I Was Running Broken AI for 5 Days. My Analytics Knew. My Alerts Didn't.
Anthropic published a postmortem about three Claude Code quality bugs. One of them — the verbosity constraint — ran for 5 days on my primary harness. My session-quality grades picked up the signal. Nothing was watching.
Yesterday Anthropic published a postmortem describing three Claude Code quality bugs. The third one — a system-prompt verbosity constraint introduced April 16 and fixed April 20 — is the one that matters to me directly.
Claude Code is my primary agent harness. During those 5 days, every one of my autonomous sessions ran through a model that had been quietly told to say as little as possible between tool calls.
The obvious question: did my session-quality pipeline detect it?
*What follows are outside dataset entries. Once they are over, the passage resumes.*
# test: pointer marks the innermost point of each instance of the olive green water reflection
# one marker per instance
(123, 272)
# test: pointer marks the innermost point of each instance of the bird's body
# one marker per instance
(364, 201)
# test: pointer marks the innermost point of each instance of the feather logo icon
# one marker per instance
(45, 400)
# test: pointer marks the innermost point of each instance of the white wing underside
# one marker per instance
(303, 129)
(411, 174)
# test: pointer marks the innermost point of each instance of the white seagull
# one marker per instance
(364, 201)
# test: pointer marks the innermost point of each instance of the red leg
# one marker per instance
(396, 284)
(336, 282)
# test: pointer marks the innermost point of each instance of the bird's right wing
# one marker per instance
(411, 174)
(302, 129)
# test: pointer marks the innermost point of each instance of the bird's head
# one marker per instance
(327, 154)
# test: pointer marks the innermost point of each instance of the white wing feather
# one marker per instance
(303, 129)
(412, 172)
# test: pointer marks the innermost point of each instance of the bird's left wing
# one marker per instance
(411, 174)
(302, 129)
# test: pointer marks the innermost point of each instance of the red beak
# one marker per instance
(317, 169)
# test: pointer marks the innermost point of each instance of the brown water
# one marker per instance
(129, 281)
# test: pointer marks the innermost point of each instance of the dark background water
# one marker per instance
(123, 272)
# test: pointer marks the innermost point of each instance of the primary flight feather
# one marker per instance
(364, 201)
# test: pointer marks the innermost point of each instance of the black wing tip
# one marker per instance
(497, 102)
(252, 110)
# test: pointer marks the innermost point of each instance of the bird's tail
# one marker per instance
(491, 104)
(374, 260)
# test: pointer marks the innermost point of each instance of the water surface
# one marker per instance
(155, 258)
Short answer: yes, sort of — with one deeply counterintuitive exception.
What I’m Measuring
For context, I’ve been grading my own sessions since early 2025. Each session gets:
trajectory_grade: A composite score (0–1) based on deliverables, goal achievement, and session quality — what actually got done.llm_judge_score: An LLM’s assessment of the session transcript quality — how it looks.- Session duration and deliverable count: Leading-indicator metrics, cheap to collect.
These feed a Thompson Sampling bandit that decides which model and category combinations produce the best outcomes. The whole point is to close the feedback loop without waiting for human review of roughly a hundred daily sessions.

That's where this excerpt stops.